BATON ROUGE, LA (WAFB) - Many view the church as a place of comfort and healing, but for some tangled up in the web of scandal that was clergy members accused of sexual abuse, they might have a different perspective. That’s why on Friday, April 5 at St. Joseph Cathedral was specifically for them.
“We have tried to kind of open up the problem in a way that we can talk about it openly,” said Bishop Michael Duca. “That is, bringing what was in the dark into the light.”
Once a year, the Way of the Cross is held in the Catholic Church, but this ceremony was a little different. It focused on changing the way sexual assault victims deal with pain associated with the church. Bishop Duca says it’s about repair and church members being open minded to past experiences of victims.
“Sometimes, you can struggle with something so long you just get tired. We can’t get tired,” the bishop said. “We have to keep our hearts soft, open, and willing to hear and walk the journey at their own pace.”

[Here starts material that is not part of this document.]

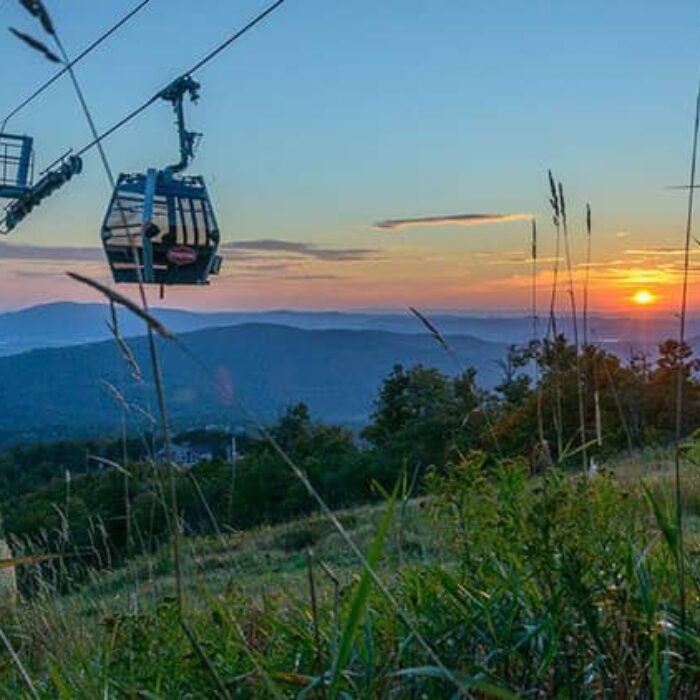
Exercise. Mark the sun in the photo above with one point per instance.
(643, 297)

The bishop says that healing journey began when the names of clergy accused of wrongdoing were released. From that moment on, the bishop says time is reserved for victims to preserve and have renewed grace.

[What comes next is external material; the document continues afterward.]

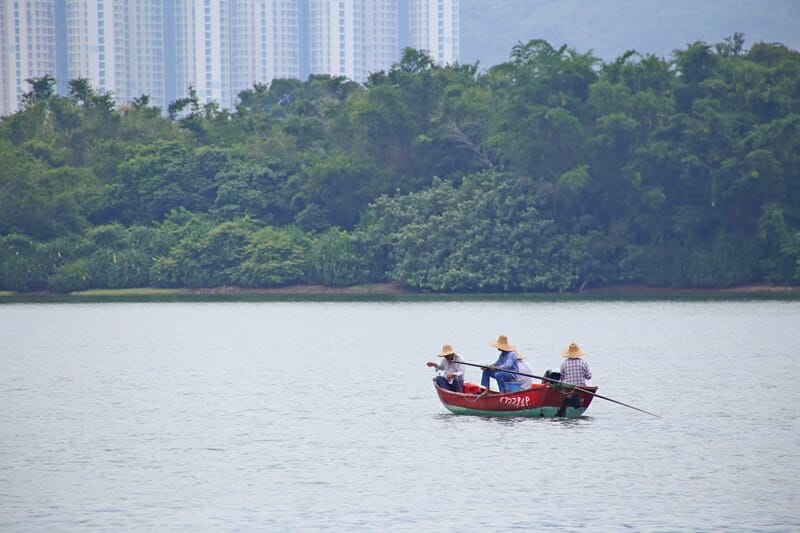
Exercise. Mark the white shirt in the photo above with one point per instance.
(451, 367)
(525, 382)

“We have to stay vigilant, in so many ways and keep our hearts open,” the bishop said. “That means we have to become vulnerable. We have to be able to let someone else’s pain touch our heart.”
“We’re to walk that slow path with them,” Dina Dow said. “Never to forget it, but never to let it hold us back either, but to walk forward together in God’s love.”
Dow works with and attends another catholic church in the area. She says when the issues arose that questioned the behavior of some members of the clergy, it affirmed her faith and encouraged her to dig in. Dow says while reaching the portions of the prayer during the service, she felt sorrow for the victims.
“But I also felt a great sense of peace,” she said.
Bishop Duca says right now, his focus is enforcing a safe environment to make sure no one else falls victim.
“Even in the pain and difficulty we live in hope,” the bishop said. “That’s the hope that will really help us to heal and shape our church in the right way.”